- Bélgica chamou o embaixador dos EUA após acusações de antissemitismo envolvendo diplomatas e autoridades.
- Um estudo classifica a Grok AI como o pior no combate a conteúdos antissemitas, com pontuação global de 21 em 100.
- Kanye West, agora conhecido como “Ye”, pediu desculpa por comentários antissemitas num anúncio de página inteira no Wall Street Journal.
- Berlim assinalou o Dia da Memória do Holocausto com homenagens, numa época de aumento de crimes e manifestações antissemitas na Alemanha.
- Em várias frentes, Polónia e Itália, entre outros, deram passos contra antissemitismo: remoção de vídeos de extrema-direita no TikTok e condenação de líderes políticos por antissemitismo; na Austrália continua o debate sobre leis para travar discurso de ódio após o tiroteio em Bondi Beach.
Em território europeu e além, a luta contra o antissemitismo volta a ocupar o centro das notícias. Várias instituições e países destacam preocupações, desde políticas públicas até ações legislativas e decisões judiciais. A sensibilização pública cresce, porém os ataques continuam a ocorrer e a ser investigados.
Num resumo recente, Bélgica convocou o embaixador dos EUA para discutir acusações de antissemitismo. Em paralelo, um estudo aponta a falha de Grok AI na deteção de conteúdos antissemíticos e extremistas. Os fenómenos ocupam as primeiras páginas internacionais.

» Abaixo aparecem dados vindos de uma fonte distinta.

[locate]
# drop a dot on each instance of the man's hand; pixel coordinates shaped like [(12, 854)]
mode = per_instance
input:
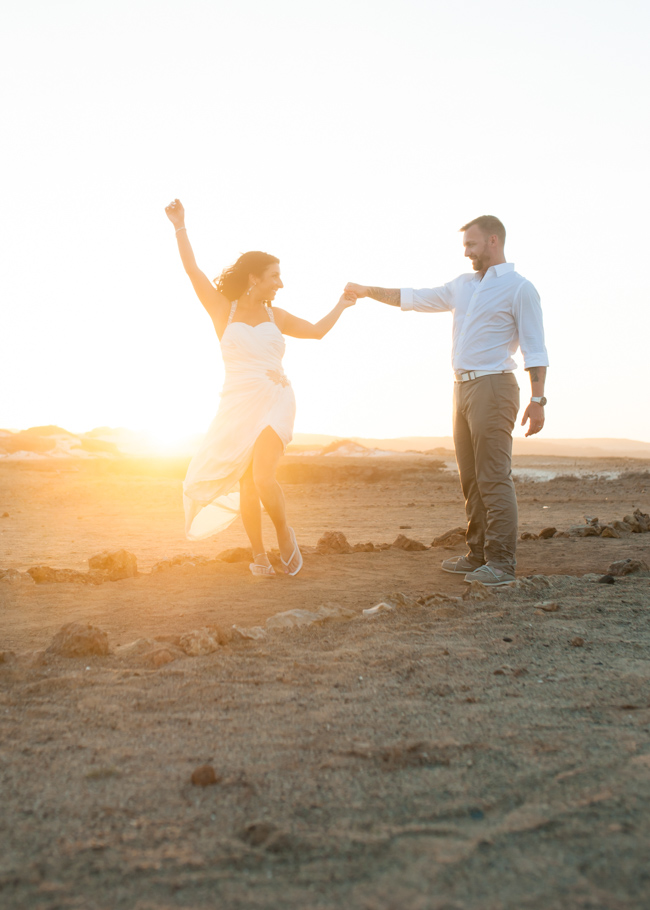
[(355, 290), (176, 213), (535, 413)]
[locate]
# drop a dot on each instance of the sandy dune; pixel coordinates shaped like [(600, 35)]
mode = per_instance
[(484, 752)]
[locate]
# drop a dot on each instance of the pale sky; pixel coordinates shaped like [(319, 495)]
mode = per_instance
[(351, 139)]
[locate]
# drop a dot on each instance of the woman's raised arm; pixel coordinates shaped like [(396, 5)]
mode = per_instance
[(215, 303), (300, 328)]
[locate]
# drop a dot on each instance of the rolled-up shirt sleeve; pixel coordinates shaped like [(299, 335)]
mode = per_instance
[(426, 300), (530, 326)]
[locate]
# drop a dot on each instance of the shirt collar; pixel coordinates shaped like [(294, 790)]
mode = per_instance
[(496, 271)]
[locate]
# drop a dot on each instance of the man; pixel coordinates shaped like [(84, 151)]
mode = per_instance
[(495, 311)]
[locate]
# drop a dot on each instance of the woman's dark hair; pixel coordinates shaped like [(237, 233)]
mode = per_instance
[(233, 281)]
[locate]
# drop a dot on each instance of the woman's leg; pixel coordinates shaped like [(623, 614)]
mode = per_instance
[(251, 513), (266, 457)]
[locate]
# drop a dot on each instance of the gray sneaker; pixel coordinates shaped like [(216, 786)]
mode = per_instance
[(489, 576), (458, 565)]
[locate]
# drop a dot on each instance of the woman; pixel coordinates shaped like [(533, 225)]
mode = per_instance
[(254, 423)]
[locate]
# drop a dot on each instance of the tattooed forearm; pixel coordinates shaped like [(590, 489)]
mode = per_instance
[(385, 295), (537, 379)]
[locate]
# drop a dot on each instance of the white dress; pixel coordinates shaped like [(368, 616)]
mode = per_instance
[(256, 394)]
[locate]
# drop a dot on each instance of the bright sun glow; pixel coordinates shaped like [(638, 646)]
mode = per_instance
[(351, 139)]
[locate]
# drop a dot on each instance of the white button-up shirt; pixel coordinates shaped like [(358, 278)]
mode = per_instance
[(492, 318)]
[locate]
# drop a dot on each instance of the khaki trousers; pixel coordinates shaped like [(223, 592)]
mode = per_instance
[(485, 410)]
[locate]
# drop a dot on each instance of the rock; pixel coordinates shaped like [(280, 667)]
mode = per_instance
[(333, 543), (622, 526), (159, 657), (450, 538), (584, 531), (149, 653), (236, 554), (627, 567), (398, 600), (114, 565), (438, 600), (79, 639), (292, 619), (379, 608), (138, 648), (254, 633), (45, 575), (402, 542), (478, 591), (633, 524), (199, 643), (205, 776), (606, 580)]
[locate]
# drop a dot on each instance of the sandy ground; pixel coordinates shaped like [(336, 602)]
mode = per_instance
[(453, 753)]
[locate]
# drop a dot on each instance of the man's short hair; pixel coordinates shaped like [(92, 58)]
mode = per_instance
[(489, 225)]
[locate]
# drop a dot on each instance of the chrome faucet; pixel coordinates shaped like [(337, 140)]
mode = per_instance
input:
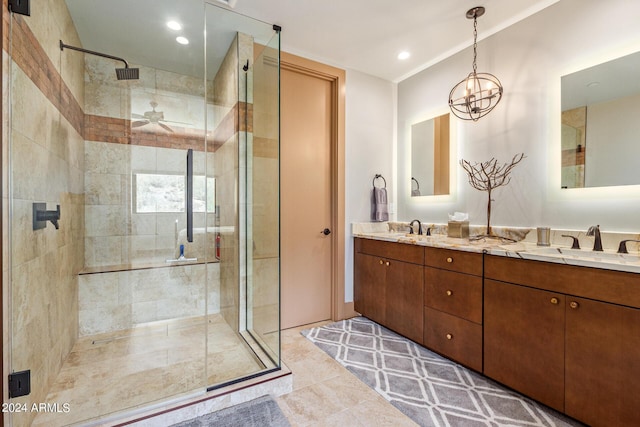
[(622, 248), (419, 226), (594, 230)]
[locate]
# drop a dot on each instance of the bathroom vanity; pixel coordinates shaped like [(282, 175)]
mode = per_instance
[(565, 335)]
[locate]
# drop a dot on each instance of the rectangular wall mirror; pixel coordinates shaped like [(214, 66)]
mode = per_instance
[(430, 148), (600, 125)]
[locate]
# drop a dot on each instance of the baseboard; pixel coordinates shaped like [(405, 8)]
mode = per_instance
[(349, 311)]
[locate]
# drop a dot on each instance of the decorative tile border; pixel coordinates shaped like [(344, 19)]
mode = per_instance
[(29, 55)]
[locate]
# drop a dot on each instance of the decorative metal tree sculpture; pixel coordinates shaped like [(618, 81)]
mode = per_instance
[(487, 176)]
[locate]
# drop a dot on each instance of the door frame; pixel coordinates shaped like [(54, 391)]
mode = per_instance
[(336, 77)]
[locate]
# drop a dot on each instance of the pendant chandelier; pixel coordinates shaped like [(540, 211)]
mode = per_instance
[(478, 93)]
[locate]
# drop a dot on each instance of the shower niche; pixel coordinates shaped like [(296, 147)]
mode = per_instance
[(159, 284)]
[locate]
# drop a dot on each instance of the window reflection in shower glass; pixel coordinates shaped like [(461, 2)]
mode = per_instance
[(156, 193)]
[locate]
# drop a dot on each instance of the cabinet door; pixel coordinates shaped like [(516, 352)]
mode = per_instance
[(404, 294), (524, 340), (369, 287), (602, 363)]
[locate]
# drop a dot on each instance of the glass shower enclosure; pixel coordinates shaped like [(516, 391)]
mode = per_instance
[(143, 233)]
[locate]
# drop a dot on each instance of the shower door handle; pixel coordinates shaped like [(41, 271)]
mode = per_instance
[(189, 195)]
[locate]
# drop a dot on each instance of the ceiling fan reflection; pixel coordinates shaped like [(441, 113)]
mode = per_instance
[(154, 117)]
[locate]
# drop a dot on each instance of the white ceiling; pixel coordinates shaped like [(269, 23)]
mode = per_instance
[(363, 35)]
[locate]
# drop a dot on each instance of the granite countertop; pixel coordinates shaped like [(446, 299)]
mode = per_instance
[(525, 248)]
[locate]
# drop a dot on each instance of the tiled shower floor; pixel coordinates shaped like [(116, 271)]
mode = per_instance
[(119, 371)]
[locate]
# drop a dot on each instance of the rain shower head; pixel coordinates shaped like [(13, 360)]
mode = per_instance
[(125, 73)]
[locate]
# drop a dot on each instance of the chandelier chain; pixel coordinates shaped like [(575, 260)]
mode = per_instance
[(475, 43)]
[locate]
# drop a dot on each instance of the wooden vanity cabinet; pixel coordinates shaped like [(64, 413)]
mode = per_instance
[(602, 363), (567, 336), (388, 285), (453, 305), (524, 340)]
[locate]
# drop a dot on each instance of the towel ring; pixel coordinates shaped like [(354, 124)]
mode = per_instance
[(417, 183), (379, 176)]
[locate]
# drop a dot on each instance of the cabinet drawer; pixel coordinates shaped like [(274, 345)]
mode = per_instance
[(617, 287), (460, 261), (453, 293), (391, 250), (453, 337)]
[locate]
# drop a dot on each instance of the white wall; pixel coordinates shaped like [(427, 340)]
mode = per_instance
[(369, 149), (529, 58)]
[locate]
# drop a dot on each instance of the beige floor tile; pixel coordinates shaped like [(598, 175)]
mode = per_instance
[(327, 394), (123, 370)]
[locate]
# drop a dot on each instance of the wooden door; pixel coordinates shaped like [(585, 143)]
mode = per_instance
[(602, 364), (524, 340), (306, 202)]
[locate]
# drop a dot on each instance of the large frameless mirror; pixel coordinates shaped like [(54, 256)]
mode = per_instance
[(600, 126), (430, 156)]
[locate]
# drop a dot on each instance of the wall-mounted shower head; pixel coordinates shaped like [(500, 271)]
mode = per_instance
[(125, 73)]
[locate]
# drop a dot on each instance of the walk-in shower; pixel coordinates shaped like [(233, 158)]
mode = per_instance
[(126, 73), (161, 281)]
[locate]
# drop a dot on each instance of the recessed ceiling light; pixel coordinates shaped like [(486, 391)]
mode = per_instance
[(174, 25), (230, 3)]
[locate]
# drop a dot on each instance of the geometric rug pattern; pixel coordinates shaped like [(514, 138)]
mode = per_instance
[(428, 388)]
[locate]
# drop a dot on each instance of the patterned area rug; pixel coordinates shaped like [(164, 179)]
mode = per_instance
[(429, 389), (261, 412)]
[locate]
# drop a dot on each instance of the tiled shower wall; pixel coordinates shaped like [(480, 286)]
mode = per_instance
[(47, 162), (115, 301), (114, 152), (118, 236)]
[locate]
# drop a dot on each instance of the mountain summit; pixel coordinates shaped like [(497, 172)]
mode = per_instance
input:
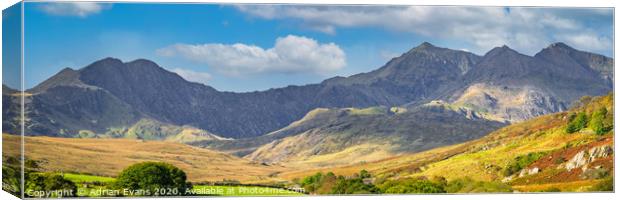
[(110, 94)]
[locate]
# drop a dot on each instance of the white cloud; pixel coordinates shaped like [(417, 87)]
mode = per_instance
[(80, 9), (290, 54), (525, 29), (589, 42), (193, 76)]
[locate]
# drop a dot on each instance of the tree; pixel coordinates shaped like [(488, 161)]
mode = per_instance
[(153, 179), (412, 185), (365, 174), (597, 122), (577, 122)]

Kanye West, agora conhecido como Ye, pediu desculpa publicamente pelo antissemitismo do passado num anúncio no Wall Street Journal. No plano europeu, Berlim recorda vítimas do Holocausto com pedras do tropeço. Na Polónia, a TikTok remove conteúdos de extrema-direita por antissemitismo.
Destaques regionais
- Polónia: TikTok remove vídeos da extrema-direita por antissemitismo, incluindo um vídeo que nega câmaras de gás em Auschwitz. A medida visa moderar conteúdos de ódio difundidos na plataforma.
- Bélgica e EUA: o embaixador norte-americano é chamado a explicar acusações de antissemitismo, com102nd foco em cooperação diplomática e combate ao discurso de ódio.
- Austrália: polícia não encontrou provas de uma rede terrorista alargada associada a um ataque em Hanukkah; contudo, o governo avança com leis para travar discurso de ódio e racismo.
Incidentes e investigações
- Bondi Beach, Sydney: ataque de fã antissemitismo durante uma celebração de Hanukkah deixou várias vítimas. A polícia classificou o ataque como terrorista; investigadores associam-no a uma ideologia extremista. Autoridades indicam que havia uma ligação ao Estado Islâmico.
- Funeral e homenagem: famílias e comunidades recordam as vítimas do incidente em Bondi, com cobertura de segurança reforçada e cerimónias públicas de homenagem.
Repercussões internacionais
- Líderes mundiais condenam o que apelidam de terror antissemita, pedindo compromisso com a erradicação do ódio e a proteção de comunidades judaicas. Países europeus destacam a necessidade de reduzir a retórica de ódio.
- Tribunal lituano condena um líder de partido no poder por incitar ódio contra judeus e minimizar crimes nazis, sublinhando o peso de ações públicas na promoção do antissemitismo.
- Casos de solidariedade com a Palestina geram acusações de antisemitismo na Itália e em outros países europeus, com sanções administrativas aplicadas a figuras públicas por demonstrarem símbolos controversos.
Contexto histórico e social
- Berlim marca o Dia da Memória do Holocausto, com várias famílias a assinalarem as vítimas através de pedras do tropeço, numa tentativa de manter viva a memória de perpetradores e sobreviventes.
- Em termos de cobertura de segurança, autoridades australianas reforçam presença policial e vigilância para eventos públicos, especialmente próximos a celebrações religiosas.
Estas notas compõem um retrato variado de como o anti-semitismo persiste em diferentes sociedades, desde políticas públicas até ações judiciais, campanhas deApelo cívico, e respostas diplomáticas.